Jeśli statystycznie spada nam skłonność do zmiany pracy na przestrzeni ostatnich trzech lat, to trudno się dziwić, jeśli sobie porównamy obie sytuacje rynkowe. W jednej zdążyliśmy poczuć się pewniej po minięciu pierwszego kryzysu, a w drugiej od wielu kwartałów mamy do czynienia z intensywną medialną debatą o nowym kryzysie, głównie z perspektywy wzrostu bezrobocia i spadku PKB – mówi Katarzyna Gurszyńska z firmy Randstad - Takie komunikaty mają oczywisty wpływ na naszą i tak kulturowo niską skłonność do podejmowania zawodowego ryzyka. A zmiana pracodawcy zawsze jest okupiona ryzykiem. Dlatego dla wielu osób obecny okres nie jest dobry, na zmianę pracy.

Dodatkowo można wskazać na fakt, że obecnie mamy do czynienia z tzw. rynkiem pracodawcy. Nastąpiło zbliżenie pod względem wysokości pensji na podobnych stanowiskach, przez co odpadają bodźce finansowe, które mogły by zachęcać do zmian.

Nie chcemy zmieniać pracy, by tylko niewiele więcej zarabiać, jeśli możemy mieć dotychczasową, może mniej satysfakcjonującą, ale już sprawdzoną i znaną pracę – komentuje Katarzyna Gurszyńska - I tu dochodzimy do kolejnego aspektu – na przestrzeni ostatnich trzech lat widzimy podniesienie się znaczenia bezpieczeństwa pracy i zatrudnienia, a obniżenie wagi przykładanej do wynagrodzeń. W naszym dorocznym badaniu postrzegania pracodawcy przez pracowników Randstad Award widzimy, że poczucie bezpieczeństwa jest obecnie kluczowe podczas wyboru pracodawcy. A nie tak wielu pracowników ma kompetencje i doświadczenie, potrafiące przekonać nowego pracodawcę, by od pierwszego dnia zaoferował im taki komfort.

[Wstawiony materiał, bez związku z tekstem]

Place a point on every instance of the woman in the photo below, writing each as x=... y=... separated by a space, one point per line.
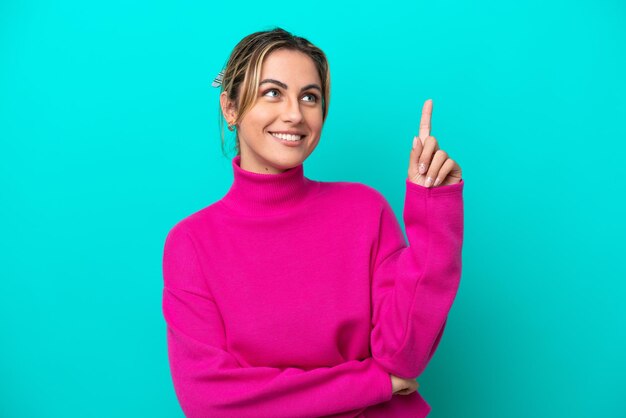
x=291 y=297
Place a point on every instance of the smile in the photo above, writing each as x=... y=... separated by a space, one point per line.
x=287 y=137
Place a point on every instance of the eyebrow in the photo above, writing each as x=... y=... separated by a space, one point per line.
x=283 y=85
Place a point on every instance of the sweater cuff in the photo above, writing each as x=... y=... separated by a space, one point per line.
x=385 y=387
x=435 y=191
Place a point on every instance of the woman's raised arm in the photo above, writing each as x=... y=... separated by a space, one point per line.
x=414 y=286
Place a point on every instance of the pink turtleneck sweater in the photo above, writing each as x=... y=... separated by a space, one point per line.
x=291 y=297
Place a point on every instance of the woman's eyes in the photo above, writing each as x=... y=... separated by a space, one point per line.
x=313 y=97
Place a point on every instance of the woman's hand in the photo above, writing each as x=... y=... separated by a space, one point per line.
x=429 y=165
x=403 y=386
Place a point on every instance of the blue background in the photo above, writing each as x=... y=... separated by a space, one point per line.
x=109 y=136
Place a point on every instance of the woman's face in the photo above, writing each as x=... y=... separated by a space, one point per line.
x=289 y=104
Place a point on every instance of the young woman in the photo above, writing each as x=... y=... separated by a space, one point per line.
x=291 y=297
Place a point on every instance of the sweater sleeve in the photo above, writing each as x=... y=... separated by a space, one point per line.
x=210 y=382
x=414 y=286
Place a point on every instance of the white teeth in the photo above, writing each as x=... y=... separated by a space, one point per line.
x=287 y=137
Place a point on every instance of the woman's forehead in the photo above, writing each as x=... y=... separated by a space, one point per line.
x=289 y=67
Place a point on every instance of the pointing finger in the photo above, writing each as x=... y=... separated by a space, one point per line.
x=427 y=111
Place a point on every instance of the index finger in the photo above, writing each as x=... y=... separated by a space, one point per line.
x=427 y=111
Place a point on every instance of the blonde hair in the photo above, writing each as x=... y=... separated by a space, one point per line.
x=243 y=70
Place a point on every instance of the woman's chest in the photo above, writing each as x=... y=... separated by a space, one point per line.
x=301 y=302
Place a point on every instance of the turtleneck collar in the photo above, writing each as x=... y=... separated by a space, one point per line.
x=262 y=194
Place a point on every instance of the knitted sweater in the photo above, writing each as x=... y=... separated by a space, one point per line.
x=291 y=297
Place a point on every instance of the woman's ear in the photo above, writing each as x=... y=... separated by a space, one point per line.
x=228 y=107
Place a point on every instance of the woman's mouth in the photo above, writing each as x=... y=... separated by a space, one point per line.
x=287 y=137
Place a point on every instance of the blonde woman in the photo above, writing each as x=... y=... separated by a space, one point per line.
x=291 y=297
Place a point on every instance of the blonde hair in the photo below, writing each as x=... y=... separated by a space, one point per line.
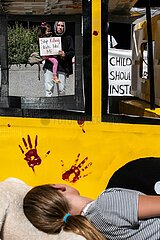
x=45 y=207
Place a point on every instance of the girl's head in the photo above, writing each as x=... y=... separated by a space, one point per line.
x=59 y=28
x=46 y=207
x=44 y=30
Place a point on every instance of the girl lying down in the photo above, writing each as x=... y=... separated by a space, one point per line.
x=116 y=214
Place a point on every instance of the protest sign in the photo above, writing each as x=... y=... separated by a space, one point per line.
x=119 y=72
x=50 y=46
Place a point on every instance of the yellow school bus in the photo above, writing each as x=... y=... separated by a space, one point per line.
x=76 y=139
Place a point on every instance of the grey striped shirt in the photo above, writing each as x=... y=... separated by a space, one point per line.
x=115 y=214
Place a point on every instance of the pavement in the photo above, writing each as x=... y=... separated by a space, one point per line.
x=23 y=81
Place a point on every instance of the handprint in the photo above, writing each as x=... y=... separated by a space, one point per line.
x=81 y=124
x=31 y=156
x=74 y=173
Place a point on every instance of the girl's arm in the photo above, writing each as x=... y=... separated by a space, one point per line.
x=148 y=206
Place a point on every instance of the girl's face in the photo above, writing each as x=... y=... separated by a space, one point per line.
x=48 y=32
x=60 y=27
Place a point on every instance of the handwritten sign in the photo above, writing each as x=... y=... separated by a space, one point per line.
x=119 y=72
x=50 y=46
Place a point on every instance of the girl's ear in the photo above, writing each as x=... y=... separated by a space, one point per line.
x=60 y=187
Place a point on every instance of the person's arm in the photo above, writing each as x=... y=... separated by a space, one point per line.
x=148 y=206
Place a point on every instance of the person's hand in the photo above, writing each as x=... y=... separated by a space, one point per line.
x=61 y=53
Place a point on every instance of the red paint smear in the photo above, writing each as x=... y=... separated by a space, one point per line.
x=80 y=122
x=74 y=173
x=31 y=156
x=29 y=141
x=95 y=33
x=25 y=143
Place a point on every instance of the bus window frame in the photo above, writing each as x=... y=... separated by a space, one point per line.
x=70 y=107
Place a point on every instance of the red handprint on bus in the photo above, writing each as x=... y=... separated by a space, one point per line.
x=75 y=172
x=31 y=155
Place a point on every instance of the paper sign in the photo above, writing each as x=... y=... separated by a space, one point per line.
x=119 y=72
x=50 y=46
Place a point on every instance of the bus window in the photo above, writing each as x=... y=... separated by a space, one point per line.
x=32 y=87
x=128 y=87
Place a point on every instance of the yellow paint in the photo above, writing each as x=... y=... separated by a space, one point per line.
x=96 y=60
x=107 y=146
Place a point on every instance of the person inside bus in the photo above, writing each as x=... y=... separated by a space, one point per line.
x=64 y=58
x=117 y=213
x=44 y=31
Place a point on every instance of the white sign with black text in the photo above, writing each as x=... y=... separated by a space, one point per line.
x=119 y=72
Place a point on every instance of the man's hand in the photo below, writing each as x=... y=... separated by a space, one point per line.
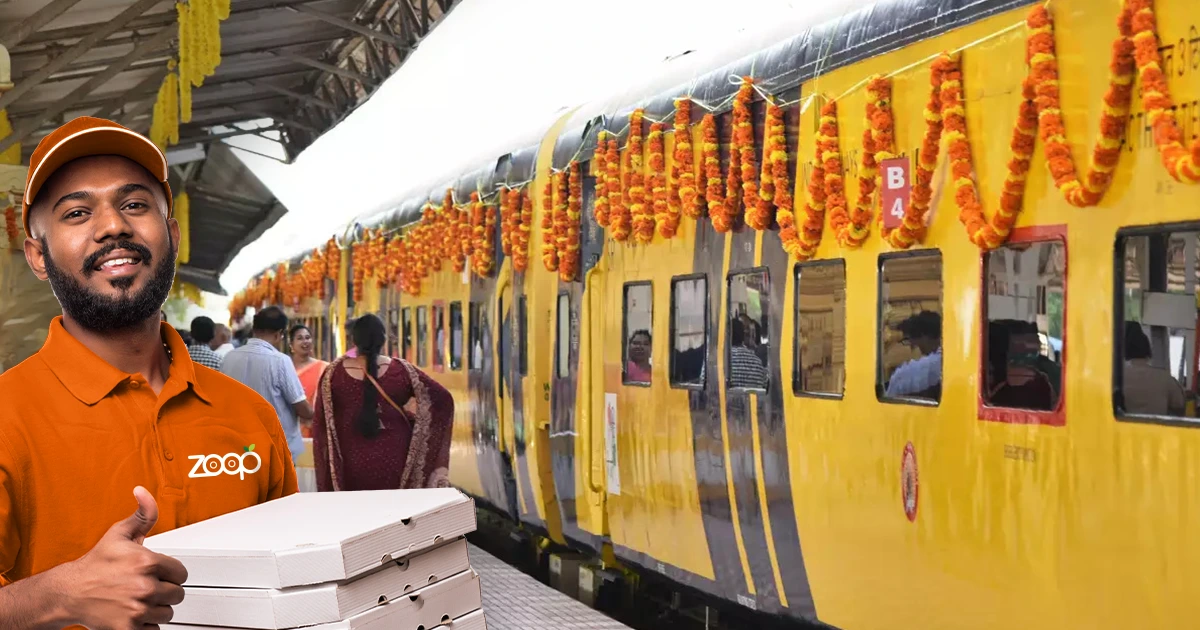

Ta niepewność przyszłej sytuacji sprawia, że dopóki nie ma konieczności zmiany (np. firma się zamyka), wolimy się trzymać dotychczasowego pracodawcy.

Z takim stanem rzeczy zgadzają się także sami pracownicy, którym w większości nie w głowie jest szukanie nowej pracy. W większości nie chcą decydować się na odejście z firmy właśnie ze względu na chęć utrzymania stabilności zawodowej.

- Zdecydowanie zgadzam się z opinią, że w czasie kryzysu ciężko myśleć o zmianie pracy i Polacy bardzo niechętnie to robią - mówi Michał z Warszawy, pracownik jednej z instytucji publicznych - Patrząc na stopę bezrobocia dzisiaj absolutnie nie dziwię się, że nikt nie chce ryzykować i szukać nowej pracy. Ludzie wolą mieć wróbla w garści niż ryzykować utratę swojej roboty za cenę możliwości lepszej pensji. Chęć stabilizacji przeważa i będzie przeważać dopóki nie pojawią się pierwsze oznaki poprawy. Dodatkowo, każdy ma przecież swoje wydatki, zobowiązania i inne sprawy na głowie. Dlatego ciężko, szczególnie teraz, powiedzieć „odchodzę z firmy”.